Ce diagnostic différentiel est souvent négligé. Si la douleur concerne plusieurs dents adjacentes du maxillaire supérieur et s’accompagne d’une sensation de congestion nasale, l’origine peut être sinusienne et non dentaire. Le dentiste ou le médecin posera le diagnostic.

Fissure dentaire invisible : pourquoi la radio ne suffit pas toujours
Les fissures dentaires représentent un cas frustrant pour le patient comme pour le praticien. Une fissure peut traverser partiellement la dent sans apparaître sur une radiographie conventionnelle. La dent semble normale à l’examen visuel.
Le symptôme typique est une douleur aiguë à la morsure, parfois seulement sur certains aliments durs, et qui peut disparaître dès qu’on relâche. Certains patients décrivent aussi une douleur au relâchement de la pression (quand les mâchoires s’ouvrent après avoir serré).
Le dentiste utilise des tests spécifiques pour identifier une fissure : test de morsure sélective (faire mordre sur un bâtonnet posé sur chaque cuspide), transillumination, parfois un scanner cone beam. Une fissure non traitée peut évoluer vers une fracture complète, ce qui complique considérablement la prise en charge.
Quand consulter un dentiste en urgence pour une douleur à la pression
Toute douleur dentaire à la pression mérite une consultation, mais certains signes imposent de ne pas attendre.
- Douleur spontanée qui réveille la nuit, sans stimulus de pression
- Gonflement visible de la gencive ou de la joue, signe possible d’un abcès dentaire
- Sensibilité marquée au chaud (plus préoccupante que la sensibilité au froid)
- Fièvre associée à la douleur dentaire
- Mobilité inhabituelle de la dent douloureuse
En attendant le rendez-vous, un antalgique classique peut atténuer la douleur. Appliquer du froid sur la joue (pas directement sur la dent) limite le gonflement en cas d’inflammation. Éviter de mastiquer du côté douloureux reste le geste le plus simple pour limiter l’aggravation.

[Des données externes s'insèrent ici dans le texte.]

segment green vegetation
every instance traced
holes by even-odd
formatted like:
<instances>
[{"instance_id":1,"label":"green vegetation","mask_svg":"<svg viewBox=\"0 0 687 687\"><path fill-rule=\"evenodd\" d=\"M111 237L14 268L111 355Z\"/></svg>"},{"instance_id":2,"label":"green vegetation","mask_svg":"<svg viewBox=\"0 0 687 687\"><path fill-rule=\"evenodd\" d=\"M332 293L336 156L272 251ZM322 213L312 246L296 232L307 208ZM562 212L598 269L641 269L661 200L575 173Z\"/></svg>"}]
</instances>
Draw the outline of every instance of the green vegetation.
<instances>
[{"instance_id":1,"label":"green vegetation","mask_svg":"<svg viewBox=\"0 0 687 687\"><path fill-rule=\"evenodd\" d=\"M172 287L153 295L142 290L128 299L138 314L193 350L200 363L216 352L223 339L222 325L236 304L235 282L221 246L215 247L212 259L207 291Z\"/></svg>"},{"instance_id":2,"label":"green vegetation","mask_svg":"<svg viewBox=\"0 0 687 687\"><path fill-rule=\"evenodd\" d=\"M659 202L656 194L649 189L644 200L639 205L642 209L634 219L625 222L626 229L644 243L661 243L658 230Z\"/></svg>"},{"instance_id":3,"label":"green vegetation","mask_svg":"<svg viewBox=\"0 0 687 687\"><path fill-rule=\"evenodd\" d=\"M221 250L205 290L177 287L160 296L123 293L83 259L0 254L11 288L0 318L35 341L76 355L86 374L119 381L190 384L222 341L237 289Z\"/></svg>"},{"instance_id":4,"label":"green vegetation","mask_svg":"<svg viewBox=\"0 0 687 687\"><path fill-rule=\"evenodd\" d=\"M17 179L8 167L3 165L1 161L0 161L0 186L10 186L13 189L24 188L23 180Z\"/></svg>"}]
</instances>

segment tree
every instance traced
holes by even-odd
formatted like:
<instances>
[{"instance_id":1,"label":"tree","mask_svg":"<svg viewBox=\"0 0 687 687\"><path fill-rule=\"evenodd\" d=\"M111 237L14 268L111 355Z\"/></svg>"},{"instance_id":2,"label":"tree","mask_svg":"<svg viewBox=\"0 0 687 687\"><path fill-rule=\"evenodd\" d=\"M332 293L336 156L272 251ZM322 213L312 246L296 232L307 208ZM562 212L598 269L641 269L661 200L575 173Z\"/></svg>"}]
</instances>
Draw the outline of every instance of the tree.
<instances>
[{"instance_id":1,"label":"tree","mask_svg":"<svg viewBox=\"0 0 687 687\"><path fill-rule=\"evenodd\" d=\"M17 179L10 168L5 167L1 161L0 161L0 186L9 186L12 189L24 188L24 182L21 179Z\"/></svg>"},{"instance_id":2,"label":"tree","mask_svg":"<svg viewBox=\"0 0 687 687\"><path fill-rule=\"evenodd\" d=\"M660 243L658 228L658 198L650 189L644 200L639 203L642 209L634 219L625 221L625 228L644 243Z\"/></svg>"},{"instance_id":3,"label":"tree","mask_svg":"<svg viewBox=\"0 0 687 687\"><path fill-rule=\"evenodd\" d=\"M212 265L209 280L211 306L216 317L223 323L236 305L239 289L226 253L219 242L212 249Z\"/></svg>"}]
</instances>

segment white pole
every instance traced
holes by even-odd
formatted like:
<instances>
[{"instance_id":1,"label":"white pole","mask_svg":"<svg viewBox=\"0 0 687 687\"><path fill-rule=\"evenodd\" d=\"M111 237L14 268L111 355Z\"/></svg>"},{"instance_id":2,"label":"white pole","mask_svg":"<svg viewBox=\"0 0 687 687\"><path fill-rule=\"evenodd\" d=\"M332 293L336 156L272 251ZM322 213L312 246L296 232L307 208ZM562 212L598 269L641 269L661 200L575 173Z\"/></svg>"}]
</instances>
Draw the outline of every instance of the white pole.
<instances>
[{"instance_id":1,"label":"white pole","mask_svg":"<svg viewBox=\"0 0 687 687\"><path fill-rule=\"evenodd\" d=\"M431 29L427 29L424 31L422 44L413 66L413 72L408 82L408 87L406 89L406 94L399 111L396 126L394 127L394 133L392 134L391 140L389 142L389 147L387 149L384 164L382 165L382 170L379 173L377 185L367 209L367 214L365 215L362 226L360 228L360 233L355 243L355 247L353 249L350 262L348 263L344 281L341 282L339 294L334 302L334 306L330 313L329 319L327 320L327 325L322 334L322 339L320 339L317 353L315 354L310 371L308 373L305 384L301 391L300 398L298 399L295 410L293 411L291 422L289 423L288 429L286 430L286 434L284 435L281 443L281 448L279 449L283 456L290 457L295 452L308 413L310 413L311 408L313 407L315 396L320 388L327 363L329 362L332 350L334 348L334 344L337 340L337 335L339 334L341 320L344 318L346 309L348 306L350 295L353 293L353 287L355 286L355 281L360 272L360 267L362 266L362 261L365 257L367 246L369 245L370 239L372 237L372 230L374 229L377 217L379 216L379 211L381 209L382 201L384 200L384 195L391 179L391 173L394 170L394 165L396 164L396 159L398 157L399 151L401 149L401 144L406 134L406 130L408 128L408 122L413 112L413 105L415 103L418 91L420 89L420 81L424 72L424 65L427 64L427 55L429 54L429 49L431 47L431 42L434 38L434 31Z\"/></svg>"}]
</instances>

Une douleur dentaire à la pression qui dure plus de deux ou trois jours sans diminuer ne se résout pas spontanément dans la majorité des cas. Le traitement dépend de la cause identifiée : ajustement occlusal, soin de carie, traitement de canal ou extraction dans les situations les plus avancées. Plus le diagnostic est posé tôt, plus les options de soin restent conservatrices.